Much of the material in this issue, our biggest ever, deals with the place where most private equity investors go when they want liquidity: the secondary market.
Those interested in the subject – can anyone not be in this business? – might start with this month's Asset Class on page 23, which discusses portfolio valuation. This is relevant because in order to be able to sell an investment, you need to know what it's worth. Obvious? Maybe, but this is private equity we are talking about. Practitioners say there are still plenty of owners coming to market with rather foggy ideas as to what might be a fair price.
Next the liquidity-minded reader may turn to this month's Privately Speaking with George Anson of fund of funds primus HarbourVest. With a multi-billion dollar secondaries franchise, HarbourVest is trading private equity assets with the best of them, and Anson's views on what might be possible in secondaries going forward are thought-provoking and insightful.

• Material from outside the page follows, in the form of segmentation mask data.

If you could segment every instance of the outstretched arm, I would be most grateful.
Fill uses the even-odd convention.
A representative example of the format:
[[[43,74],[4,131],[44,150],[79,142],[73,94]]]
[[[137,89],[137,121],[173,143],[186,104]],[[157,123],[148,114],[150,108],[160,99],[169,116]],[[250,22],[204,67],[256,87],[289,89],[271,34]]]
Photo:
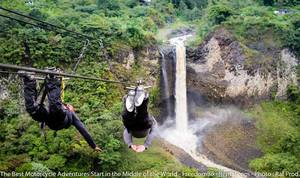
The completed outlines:
[[[132,143],[132,134],[128,132],[125,128],[123,132],[124,142],[128,145],[128,148],[131,148],[133,151],[137,152],[137,146]]]
[[[130,148],[132,146],[132,135],[128,132],[128,130],[125,128],[123,132],[123,139],[126,145]]]
[[[93,138],[87,131],[87,129],[84,127],[84,124],[80,121],[80,119],[76,116],[75,113],[72,113],[72,118],[73,118],[73,125],[76,127],[76,129],[80,132],[80,134],[84,137],[86,142],[92,147],[93,149],[98,148],[97,145],[95,144]]]
[[[154,139],[156,134],[157,134],[157,123],[156,123],[155,119],[153,118],[153,123],[152,123],[151,129],[150,129],[150,132],[144,143],[144,146],[146,149],[151,145],[152,140]]]

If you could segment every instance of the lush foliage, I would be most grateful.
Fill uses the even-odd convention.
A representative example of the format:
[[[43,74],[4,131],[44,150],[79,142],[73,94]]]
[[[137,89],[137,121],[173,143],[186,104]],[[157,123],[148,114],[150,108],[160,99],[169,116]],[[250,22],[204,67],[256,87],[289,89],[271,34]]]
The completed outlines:
[[[213,0],[209,1],[197,25],[199,44],[208,33],[226,28],[245,48],[245,55],[265,55],[254,65],[274,58],[282,48],[300,56],[299,1],[273,0]],[[270,58],[270,59],[269,59]],[[266,70],[270,68],[266,65]],[[271,101],[256,106],[251,112],[256,118],[258,143],[264,156],[250,166],[259,172],[297,172],[300,169],[299,89],[290,86],[289,101]]]
[[[288,99],[262,103],[251,111],[257,122],[258,143],[265,153],[251,162],[256,171],[293,173],[300,169],[298,87],[289,87]]]
[[[185,1],[190,19],[198,18],[204,4]],[[122,63],[129,52],[142,51],[156,44],[155,34],[167,22],[181,14],[176,3],[138,0],[3,0],[0,5],[40,20],[89,36],[72,35],[64,30],[49,31],[0,18],[1,63],[44,68],[56,66],[71,72],[77,58],[83,55],[76,73],[109,80],[135,80],[149,77],[149,69],[137,57],[131,70]],[[26,18],[1,14],[32,22]],[[85,45],[88,44],[88,45]],[[84,46],[86,50],[83,51]],[[152,77],[158,77],[156,74]],[[137,155],[122,142],[120,119],[124,86],[82,80],[67,80],[64,101],[76,108],[95,142],[103,152],[89,148],[78,131],[71,127],[61,131],[45,129],[24,109],[22,81],[14,74],[1,73],[0,92],[0,170],[1,171],[185,171],[158,143]],[[40,83],[41,84],[41,83]],[[1,95],[2,97],[2,95]],[[159,89],[151,92],[152,113],[158,114]]]
[[[132,0],[1,1],[0,5],[5,8],[93,36],[95,40],[90,40],[82,53],[85,38],[59,29],[57,33],[1,18],[0,52],[3,55],[0,61],[37,68],[57,66],[70,72],[82,53],[84,57],[76,71],[78,74],[109,80],[135,80],[140,77],[137,74],[147,69],[133,67],[135,70],[127,71],[116,61],[122,62],[130,51],[143,50],[156,43],[155,32],[164,25],[166,17],[172,16],[172,4],[162,6],[163,3],[168,4],[159,2],[143,6]],[[11,16],[4,11],[1,13]],[[150,169],[152,164],[160,165],[159,159],[164,158],[161,153],[144,165],[129,162],[137,159],[137,155],[131,154],[128,159],[129,150],[122,142],[123,86],[82,80],[66,82],[64,101],[76,108],[95,142],[104,150],[97,154],[73,127],[58,132],[46,129],[43,136],[38,123],[24,111],[22,82],[7,74],[1,74],[0,82],[1,92],[3,89],[8,92],[8,97],[0,100],[1,171],[121,171],[135,165],[142,171]],[[155,97],[157,95],[151,99]],[[149,154],[157,152],[163,151],[154,150]],[[170,160],[168,164],[179,163]]]
[[[84,58],[76,71],[78,74],[134,80],[150,75],[149,69],[142,60],[137,60],[127,70],[121,64],[124,58],[129,52],[141,52],[157,45],[155,37],[159,29],[182,27],[175,27],[176,24],[196,26],[196,45],[216,28],[225,27],[250,52],[268,53],[288,47],[300,56],[297,0],[152,0],[148,5],[138,0],[2,0],[0,5],[94,38],[82,53],[87,39],[81,36],[1,17],[1,63],[37,68],[57,66],[70,72],[82,53]],[[275,13],[282,9],[287,13]],[[11,16],[4,11],[1,14]],[[166,25],[173,22],[174,26]],[[89,172],[174,170],[176,167],[176,171],[195,172],[172,160],[157,142],[153,150],[143,155],[128,151],[121,141],[123,86],[67,81],[65,102],[74,105],[96,143],[103,148],[97,154],[74,128],[59,132],[46,129],[43,136],[38,124],[24,111],[21,81],[13,76],[1,74],[0,78],[0,92],[4,86],[9,93],[8,98],[0,100],[0,170]],[[159,112],[159,92],[154,88],[151,93],[150,108],[155,114]],[[254,170],[296,172],[300,169],[298,88],[290,87],[288,96],[288,102],[263,103],[252,110],[257,119],[258,142],[265,153],[251,162]]]
[[[297,3],[278,1],[274,6],[263,6],[261,1],[256,0],[214,0],[201,11],[203,15],[194,21],[200,41],[214,29],[226,27],[249,48],[264,43],[265,49],[288,47],[300,56],[300,11]]]

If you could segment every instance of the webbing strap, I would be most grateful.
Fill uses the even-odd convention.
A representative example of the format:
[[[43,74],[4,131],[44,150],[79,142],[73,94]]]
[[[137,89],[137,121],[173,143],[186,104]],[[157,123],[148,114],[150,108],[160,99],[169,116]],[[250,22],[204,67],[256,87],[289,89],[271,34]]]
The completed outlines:
[[[65,98],[65,87],[66,87],[66,84],[63,80],[63,78],[61,78],[61,95],[60,95],[60,99],[62,102],[64,102],[64,98]]]

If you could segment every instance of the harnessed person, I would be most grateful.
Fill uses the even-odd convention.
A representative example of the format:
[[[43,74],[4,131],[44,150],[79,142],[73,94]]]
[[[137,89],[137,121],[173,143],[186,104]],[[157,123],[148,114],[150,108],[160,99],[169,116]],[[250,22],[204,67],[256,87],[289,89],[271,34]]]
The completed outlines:
[[[135,152],[146,150],[157,133],[157,122],[148,113],[149,93],[141,83],[142,81],[138,81],[137,87],[128,87],[129,92],[123,97],[122,118],[125,126],[123,139]],[[134,145],[132,137],[147,138],[143,145]]]
[[[67,129],[71,125],[73,125],[84,137],[91,148],[93,148],[95,151],[101,151],[101,149],[93,141],[84,124],[75,114],[74,108],[71,105],[64,104],[62,102],[61,78],[55,77],[53,75],[49,75],[46,77],[44,83],[44,95],[41,99],[41,102],[38,103],[38,92],[36,89],[37,83],[36,79],[33,76],[34,73],[19,71],[18,74],[23,78],[24,82],[24,98],[26,111],[30,114],[33,120],[41,122],[42,128],[44,127],[44,124],[46,124],[50,129],[55,131]],[[49,102],[49,108],[46,108],[43,104],[43,100],[45,99],[46,95]]]

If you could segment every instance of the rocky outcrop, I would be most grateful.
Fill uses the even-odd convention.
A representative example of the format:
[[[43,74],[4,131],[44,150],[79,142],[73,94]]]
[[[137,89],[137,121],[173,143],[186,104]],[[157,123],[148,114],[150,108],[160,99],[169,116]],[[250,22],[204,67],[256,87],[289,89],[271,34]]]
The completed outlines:
[[[281,61],[277,67],[277,97],[285,96],[288,85],[297,83],[295,66],[297,66],[295,56],[288,49],[282,50]]]
[[[297,83],[297,59],[288,49],[262,53],[224,28],[189,49],[187,60],[188,89],[218,102],[248,104],[272,94],[282,98],[288,85]]]
[[[231,114],[230,118],[216,124],[205,135],[202,153],[218,164],[250,173],[250,160],[262,155],[256,143],[257,130],[254,124],[237,113]]]
[[[110,70],[119,80],[144,80],[147,85],[157,85],[161,57],[156,46],[140,50],[120,47],[116,53],[115,58],[110,61]]]
[[[197,162],[193,157],[186,153],[183,149],[172,145],[171,143],[159,138],[159,144],[164,150],[169,152],[171,155],[175,156],[182,164],[195,168],[199,172],[207,172],[207,167],[199,162]]]

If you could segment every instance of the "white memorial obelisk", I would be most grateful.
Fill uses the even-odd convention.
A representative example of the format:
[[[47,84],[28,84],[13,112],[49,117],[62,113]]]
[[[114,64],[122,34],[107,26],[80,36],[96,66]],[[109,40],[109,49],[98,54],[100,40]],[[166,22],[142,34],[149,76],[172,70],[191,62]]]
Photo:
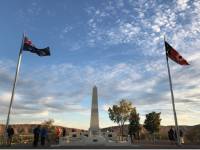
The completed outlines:
[[[98,93],[97,93],[97,87],[96,86],[94,86],[93,90],[92,90],[92,107],[91,107],[89,135],[90,136],[100,135]]]

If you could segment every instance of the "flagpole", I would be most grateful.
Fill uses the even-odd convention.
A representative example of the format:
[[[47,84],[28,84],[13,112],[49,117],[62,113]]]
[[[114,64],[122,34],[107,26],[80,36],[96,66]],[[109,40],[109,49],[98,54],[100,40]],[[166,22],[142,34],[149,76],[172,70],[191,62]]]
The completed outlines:
[[[165,36],[164,36],[164,43],[165,43]],[[165,50],[166,50],[166,48],[165,48]],[[175,126],[176,126],[175,129],[176,129],[177,143],[178,143],[178,145],[181,145],[180,136],[179,136],[179,127],[178,127],[178,121],[177,121],[177,115],[176,115],[176,108],[175,108],[175,103],[174,103],[174,93],[173,93],[173,87],[172,87],[172,79],[171,79],[170,67],[169,67],[168,56],[167,56],[167,50],[166,50],[166,61],[167,61],[167,70],[168,70],[168,76],[169,76],[171,98],[172,98],[172,106],[173,106],[173,112],[174,112],[174,121],[175,121]]]
[[[9,109],[8,109],[8,116],[7,116],[6,127],[5,127],[5,135],[6,135],[6,130],[8,128],[8,125],[9,125],[9,121],[10,121],[10,111],[11,111],[11,107],[12,107],[12,103],[13,103],[13,99],[14,99],[14,95],[15,95],[15,87],[16,87],[17,77],[18,77],[18,73],[19,73],[21,60],[22,60],[22,50],[23,50],[23,46],[24,46],[24,37],[25,37],[25,34],[23,33],[22,44],[21,44],[21,48],[19,50],[18,62],[17,62],[15,78],[14,78],[14,82],[13,82],[12,95],[11,95],[10,105],[9,105]]]

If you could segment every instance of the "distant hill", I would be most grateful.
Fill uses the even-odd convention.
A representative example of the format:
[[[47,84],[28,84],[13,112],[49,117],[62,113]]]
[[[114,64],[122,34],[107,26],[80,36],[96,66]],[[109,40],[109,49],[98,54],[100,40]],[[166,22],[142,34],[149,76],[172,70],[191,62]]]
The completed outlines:
[[[39,124],[12,124],[15,134],[32,134],[33,129]],[[83,129],[69,128],[64,126],[53,125],[53,127],[65,128],[67,132],[80,132],[85,131]],[[3,135],[5,125],[0,124],[0,135]]]

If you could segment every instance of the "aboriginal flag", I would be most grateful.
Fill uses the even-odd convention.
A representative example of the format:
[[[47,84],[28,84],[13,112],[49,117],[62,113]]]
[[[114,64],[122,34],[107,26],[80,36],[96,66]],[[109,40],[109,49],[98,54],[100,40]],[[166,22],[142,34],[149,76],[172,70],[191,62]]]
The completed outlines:
[[[169,43],[165,41],[166,54],[169,58],[180,65],[189,65],[186,59],[184,59]]]

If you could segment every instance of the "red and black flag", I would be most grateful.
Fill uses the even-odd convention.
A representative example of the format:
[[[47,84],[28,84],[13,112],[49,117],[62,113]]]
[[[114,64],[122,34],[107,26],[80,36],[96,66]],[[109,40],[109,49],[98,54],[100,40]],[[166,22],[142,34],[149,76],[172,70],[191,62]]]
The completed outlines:
[[[24,46],[23,46],[24,51],[29,51],[31,53],[36,53],[38,56],[50,56],[50,49],[49,47],[39,49],[36,48],[33,44],[32,41],[29,40],[27,37],[24,37]]]
[[[165,49],[167,57],[180,65],[189,65],[186,59],[184,59],[169,43],[165,41]]]

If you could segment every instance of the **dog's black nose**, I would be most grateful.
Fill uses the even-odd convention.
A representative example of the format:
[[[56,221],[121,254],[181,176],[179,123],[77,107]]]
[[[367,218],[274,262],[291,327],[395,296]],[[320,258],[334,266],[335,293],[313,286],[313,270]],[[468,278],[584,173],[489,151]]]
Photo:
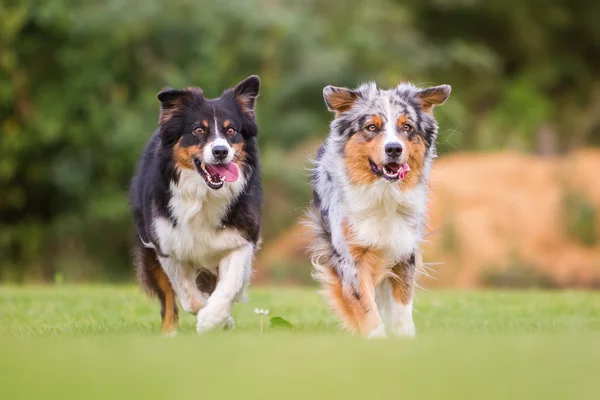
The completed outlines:
[[[388,143],[385,145],[385,154],[392,158],[399,157],[402,154],[402,145],[400,143]]]
[[[212,149],[212,153],[217,160],[223,160],[229,154],[229,149],[225,146],[215,146]]]

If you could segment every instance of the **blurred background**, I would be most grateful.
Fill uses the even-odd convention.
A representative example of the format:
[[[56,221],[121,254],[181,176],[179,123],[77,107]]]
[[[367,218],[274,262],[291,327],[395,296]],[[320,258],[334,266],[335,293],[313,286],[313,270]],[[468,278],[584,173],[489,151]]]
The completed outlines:
[[[131,281],[156,93],[259,74],[257,283],[311,283],[323,86],[410,80],[453,87],[423,284],[600,287],[598,1],[2,0],[0,20],[0,281]]]

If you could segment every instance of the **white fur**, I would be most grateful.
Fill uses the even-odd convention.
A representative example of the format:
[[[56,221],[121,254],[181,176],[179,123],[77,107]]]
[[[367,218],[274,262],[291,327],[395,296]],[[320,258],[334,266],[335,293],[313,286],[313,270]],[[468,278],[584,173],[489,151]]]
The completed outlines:
[[[396,336],[412,338],[416,335],[415,323],[413,321],[413,301],[406,305],[395,303],[395,310],[391,314],[391,331]]]
[[[385,102],[384,106],[385,106],[384,108],[385,108],[385,112],[386,112],[386,121],[384,124],[385,138],[383,139],[383,141],[382,141],[383,145],[381,146],[381,159],[382,160],[385,160],[387,158],[387,154],[385,153],[385,146],[387,144],[399,143],[400,145],[402,145],[402,142],[400,141],[400,137],[398,136],[398,131],[396,130],[397,117],[394,113],[394,110],[390,106],[389,102]]]
[[[227,153],[227,157],[225,158],[225,160],[217,160],[215,158],[215,156],[212,153],[212,150],[215,146],[227,147],[227,150],[229,150],[229,153]],[[202,150],[202,159],[206,160],[206,162],[209,164],[230,163],[233,161],[234,157],[235,157],[235,149],[233,147],[231,147],[229,145],[229,142],[227,142],[227,140],[225,140],[222,137],[217,137],[215,140],[210,142],[207,146],[204,146],[204,149]]]
[[[327,205],[331,228],[331,245],[344,260],[338,268],[343,270],[344,285],[357,287],[356,267],[352,264],[347,238],[343,224],[347,222],[352,228],[353,239],[363,246],[383,251],[387,260],[387,268],[391,268],[400,260],[404,260],[418,250],[423,240],[424,223],[427,212],[427,189],[424,185],[402,191],[401,183],[392,183],[379,179],[369,185],[350,183],[345,164],[339,158],[337,143],[329,140],[326,150],[316,170],[315,190],[319,193],[323,204]],[[428,171],[426,171],[428,172]],[[329,173],[333,178],[329,182],[325,176]],[[336,184],[337,183],[337,184]],[[319,244],[316,244],[319,246]],[[313,265],[317,275],[326,276],[320,257],[327,252],[314,249]],[[415,327],[412,321],[412,301],[407,305],[396,303],[391,293],[391,286],[385,278],[376,287],[376,303],[378,311],[386,321],[390,332],[399,336],[412,337]],[[381,337],[378,327],[369,337]]]
[[[380,179],[372,185],[345,186],[346,217],[358,243],[384,250],[390,260],[409,255],[422,239],[426,193],[423,188],[400,191]]]
[[[379,325],[377,328],[373,329],[371,333],[369,333],[369,339],[385,339],[387,335],[385,334],[385,327],[383,325]]]
[[[392,296],[390,279],[385,278],[375,290],[377,310],[383,319],[388,332],[401,337],[414,337],[415,324],[412,319],[413,301],[409,304],[396,302]]]
[[[159,257],[163,270],[173,285],[183,311],[196,314],[204,307],[208,295],[196,286],[196,269],[173,257]]]
[[[347,241],[355,241],[356,244],[381,252],[386,263],[383,267],[387,270],[381,271],[384,278],[375,287],[375,303],[387,329],[400,336],[415,334],[412,298],[405,300],[407,304],[396,301],[390,279],[412,279],[403,283],[409,286],[407,289],[414,289],[415,271],[403,271],[407,276],[398,277],[392,268],[398,263],[406,263],[413,255],[418,257],[419,244],[423,240],[427,182],[432,160],[436,157],[438,126],[433,115],[419,104],[422,96],[432,89],[446,97],[450,93],[447,85],[429,88],[426,92],[411,83],[401,83],[389,90],[378,89],[373,82],[365,83],[352,91],[355,99],[352,107],[343,111],[331,109],[329,97],[348,89],[327,86],[323,90],[325,102],[331,111],[336,112],[336,118],[331,122],[329,136],[320,150],[322,153],[313,175],[313,189],[318,195],[318,202],[314,203],[309,213],[311,221],[308,223],[315,233],[311,257],[313,276],[327,286],[333,279],[329,268],[334,268],[335,276],[341,279],[344,290],[358,291],[357,269],[360,265],[350,253],[350,243]],[[398,132],[397,126],[398,118],[403,115],[409,118],[421,140],[431,143],[424,157],[420,181],[415,188],[403,190],[403,182],[388,182],[385,179],[366,185],[350,182],[343,157],[352,154],[345,153],[345,146],[353,134],[364,129],[361,121],[372,115],[382,116],[384,122],[382,132],[378,133],[383,135],[378,151],[386,163],[392,161],[385,153],[387,144],[399,143],[405,150],[408,148],[409,137],[402,131]],[[408,161],[408,155],[403,153],[399,164]],[[349,238],[345,235],[344,224],[350,227]],[[419,265],[422,266],[422,260]],[[416,268],[416,265],[409,268]],[[381,329],[377,327],[370,336],[379,335]]]
[[[198,312],[198,333],[222,327],[229,321],[231,306],[250,283],[254,245],[248,243],[232,251],[219,265],[219,284],[206,307]]]
[[[161,265],[183,309],[198,313],[198,320],[214,319],[218,320],[218,324],[233,325],[233,321],[229,321],[229,314],[222,315],[222,309],[225,302],[231,302],[235,298],[235,295],[229,295],[232,287],[240,290],[244,288],[244,285],[239,284],[239,277],[244,277],[245,284],[249,281],[252,258],[248,261],[239,254],[253,255],[254,245],[236,229],[226,228],[221,224],[228,205],[241,193],[244,183],[244,176],[240,172],[237,181],[226,182],[221,189],[213,190],[196,171],[182,170],[179,182],[171,183],[172,198],[169,203],[177,224],[172,224],[164,217],[154,219],[154,232],[159,248],[167,255],[160,258]],[[233,261],[224,264],[225,260]],[[235,265],[230,265],[232,263]],[[216,273],[217,266],[235,273],[220,276],[215,293],[207,300],[208,296],[196,287],[197,270],[202,267]],[[219,307],[208,307],[215,303],[211,302],[212,297],[223,291],[227,295],[217,296]],[[205,304],[207,311],[199,313]],[[230,306],[231,304],[226,308],[228,313]],[[203,326],[206,330],[216,325],[217,323]]]

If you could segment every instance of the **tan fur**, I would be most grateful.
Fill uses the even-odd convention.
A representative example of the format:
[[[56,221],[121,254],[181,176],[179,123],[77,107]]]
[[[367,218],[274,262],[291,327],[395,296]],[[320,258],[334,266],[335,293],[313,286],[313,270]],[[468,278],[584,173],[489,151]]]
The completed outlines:
[[[370,185],[380,179],[371,171],[369,158],[374,163],[381,164],[381,146],[384,138],[383,135],[377,135],[368,140],[366,135],[363,131],[356,132],[344,149],[344,163],[350,182],[354,185]]]
[[[402,191],[415,188],[423,175],[423,167],[425,165],[425,154],[427,147],[425,141],[417,134],[413,135],[410,140],[404,142],[404,151],[408,153],[408,165],[410,171],[401,182]]]
[[[433,106],[443,104],[449,94],[449,91],[445,91],[439,86],[425,89],[419,96],[421,108],[423,108],[423,111],[431,114],[433,112]]]
[[[349,90],[333,90],[327,96],[327,105],[339,115],[352,108],[356,99],[356,94]]]
[[[177,142],[173,146],[173,160],[175,160],[175,165],[180,169],[195,169],[193,157],[200,157],[201,155],[202,148],[199,145],[182,147]]]
[[[162,331],[174,332],[179,325],[179,310],[175,302],[175,292],[169,278],[163,271],[156,253],[152,249],[140,248],[135,259],[137,277],[142,287],[160,301]]]
[[[402,126],[404,124],[410,124],[410,120],[408,119],[407,115],[401,115],[398,118],[398,123],[396,124],[396,126],[398,126],[398,128],[400,128],[400,132],[402,132]],[[412,126],[412,125],[411,125]]]
[[[377,129],[381,129],[381,127],[383,126],[383,119],[379,115],[374,115],[371,118],[369,118],[365,123],[365,127],[369,125],[375,125],[377,126]]]
[[[375,303],[375,289],[368,272],[360,271],[360,293],[358,298],[352,291],[343,289],[342,282],[333,269],[328,269],[328,273],[331,276],[324,292],[330,300],[332,309],[339,315],[344,324],[350,330],[364,336],[381,326],[381,316]]]
[[[354,243],[351,228],[344,224],[344,232],[350,243],[350,253],[357,263],[359,288],[344,288],[332,268],[327,269],[325,294],[334,311],[345,325],[361,335],[368,335],[381,326],[381,316],[375,303],[375,286],[385,276],[384,261],[379,251]]]
[[[398,263],[392,268],[390,282],[392,284],[392,296],[397,302],[407,305],[412,301],[416,286],[416,266],[423,264],[421,254],[415,254],[415,266],[407,262]]]
[[[177,304],[175,303],[175,292],[171,287],[169,278],[160,266],[155,268],[152,272],[154,274],[154,279],[157,286],[164,295],[164,304],[161,304],[162,309],[164,310],[162,313],[161,330],[163,333],[174,332],[179,326],[179,315],[177,313]]]
[[[244,150],[244,143],[233,143],[231,145],[235,149],[235,158],[233,161],[238,165],[238,167],[242,167],[244,161],[246,161],[246,151]]]

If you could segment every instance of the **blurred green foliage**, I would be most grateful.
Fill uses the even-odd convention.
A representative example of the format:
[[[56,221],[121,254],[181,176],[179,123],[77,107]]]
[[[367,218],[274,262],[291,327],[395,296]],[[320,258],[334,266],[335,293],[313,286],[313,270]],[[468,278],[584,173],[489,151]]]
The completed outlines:
[[[451,84],[442,152],[600,143],[599,2],[1,0],[0,19],[4,280],[130,276],[127,189],[164,86],[261,76],[267,240],[309,198],[288,160],[325,135],[326,84]]]

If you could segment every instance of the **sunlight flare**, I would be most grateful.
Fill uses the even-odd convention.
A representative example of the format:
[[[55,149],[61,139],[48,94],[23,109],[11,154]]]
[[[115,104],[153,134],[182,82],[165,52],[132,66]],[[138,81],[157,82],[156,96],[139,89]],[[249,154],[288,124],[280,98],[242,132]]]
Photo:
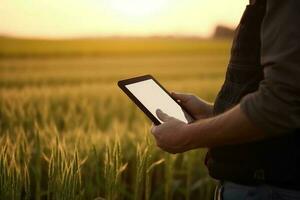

The cover story picks up where Anson and Asset Class leave off, looking at two key trends that are transforming the way this market operates. First, new types of buyers such as fund of funds, pensions and endowments have entered the market, trawling for assets whilst trying to stay out of the way of the established houses. Second, the nature of the assets being traded is changing as well: direct investments, as opposed to partnership interests, is very much where it's at for many at the moment.
The secondary market is changing with astonishing pace, and there would have been plenty of other things to discuss. Suffice to say at this point that we have every intention of staying close to secondaries. We believe our readers intend to, too.